Non è un tempo facile quello che stiamo vivendo. E davanti a tanta sofferenza viene spontaneo alzare lo sguardo al crocifisso e fargli delle domande. Lui è lì. Sembra tacere, ma spesso avvertiamo che nel silenzio ascolta, parla, consola. Apre alla Pasqua. Testimonianze di un intenso dialogo col Signore crocifisso sono le lettere di santa Caterina da Siena. Quella che in parte riporto qui sotto è indirizzata a un terziario di nome Sano di Maco. A una prima parte più contemplativa sulla Passione e morte redentrice di Gesù segue l’invito finale ad amare i fratelli e a sopportare, sull’esempio del Salvatore, le tribolazioni del tempo. Si tratta di una possibilità concreta per ogni discepolo, non di un ideale per pochi perfetti. Caterina stessa, infatti sembra vivere proprio una situazione di sofferenza mentre sta scrivendo. Fra parentesi tonde alcuni accorgimenti per rendere più scorrevole la lettura del testo.

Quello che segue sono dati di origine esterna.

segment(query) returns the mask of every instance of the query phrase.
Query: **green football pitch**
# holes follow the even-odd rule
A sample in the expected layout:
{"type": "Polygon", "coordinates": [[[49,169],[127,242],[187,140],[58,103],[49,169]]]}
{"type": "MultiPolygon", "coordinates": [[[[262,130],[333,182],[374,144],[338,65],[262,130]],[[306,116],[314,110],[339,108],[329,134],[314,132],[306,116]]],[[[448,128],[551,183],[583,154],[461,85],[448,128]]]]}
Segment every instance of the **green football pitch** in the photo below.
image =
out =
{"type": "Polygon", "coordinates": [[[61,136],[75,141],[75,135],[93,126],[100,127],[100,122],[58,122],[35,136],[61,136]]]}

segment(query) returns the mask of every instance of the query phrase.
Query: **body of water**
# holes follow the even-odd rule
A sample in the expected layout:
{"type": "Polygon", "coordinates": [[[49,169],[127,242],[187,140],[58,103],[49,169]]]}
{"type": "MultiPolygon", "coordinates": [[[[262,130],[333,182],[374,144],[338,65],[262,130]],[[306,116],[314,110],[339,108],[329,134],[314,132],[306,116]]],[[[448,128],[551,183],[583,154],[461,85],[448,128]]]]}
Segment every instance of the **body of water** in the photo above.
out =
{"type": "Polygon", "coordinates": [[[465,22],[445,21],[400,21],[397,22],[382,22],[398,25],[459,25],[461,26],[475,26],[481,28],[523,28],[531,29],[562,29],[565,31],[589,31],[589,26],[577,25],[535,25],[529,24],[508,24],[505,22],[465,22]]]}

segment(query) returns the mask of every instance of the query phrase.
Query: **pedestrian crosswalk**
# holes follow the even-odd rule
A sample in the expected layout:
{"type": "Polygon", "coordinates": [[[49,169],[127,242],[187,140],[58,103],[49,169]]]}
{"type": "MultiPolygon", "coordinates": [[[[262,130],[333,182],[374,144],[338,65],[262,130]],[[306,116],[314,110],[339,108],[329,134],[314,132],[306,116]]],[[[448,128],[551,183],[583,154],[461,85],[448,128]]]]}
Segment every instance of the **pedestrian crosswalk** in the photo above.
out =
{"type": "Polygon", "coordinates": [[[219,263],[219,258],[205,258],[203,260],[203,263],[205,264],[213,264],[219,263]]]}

Al nome di Gesù Cristo crocifisso e di Maria dolce. Dilettissimo e carissimo fratello e figliuolo in Cristo e dolce Gesù. Io Catarina, serva e schiava de’servi di Gesù Cristo, scrivo a voi, e confortovi nel prezioso sangue suo, il quale (sangue che) sparse in sul legno della santissima croce, costretto solo dal legame della sua ardentissima carità, la quale aveva alla creatura. […] O ineffabile e inestimabile carità di Dio, che, per salvare il suo ribello e a lui disobbediente, diede sé medesimo ad essere creatura, ad essere spregiato, infamato, vituperato, schernito, a all’ultimo vituperosamente morto come malfattore! Conciossiacosaché (sebbene) egli non avesse fatto né detto cosa veruna degna di riprensione; ma noi eravamo di quelli che avevano commesso la colpa per la quale egli portò la pena, per nostro amore. Bene me amasti, dolcissimo amore Gesù; ed in questo mi insegni quanto debbo amare me medesima e gli fratelli miei, e’ quali (i quali) tu tanto amasti, non avendo bisogno di noi, come noi di te (mentre noi avevamo bisogno di te). E però (perciò), dilettissimo e carissimo fratello e figliuolo in Cristo Gesù, sempre si conviene che l’anime nostre siano mangiatrici e gustatrici dell’anime de’nostri fratelli. E di nullo altro cibo non ci doviamo (dobbiamo) mai dilettare; sempre aiutandoli con ogni sollecitudine, dilettandoci di ricevere pene e tribolazioni per amore di loro; perciocché (dal momento che) questo fu il cibo del nostro dolce Salvatore. Ben ve ne dico, che il nostro Salvatore me ne dà da mangiare. Altro non vi dico. Permanete nella santa e dolce dilezione di Dio. Gesù dolce, Gesù amore.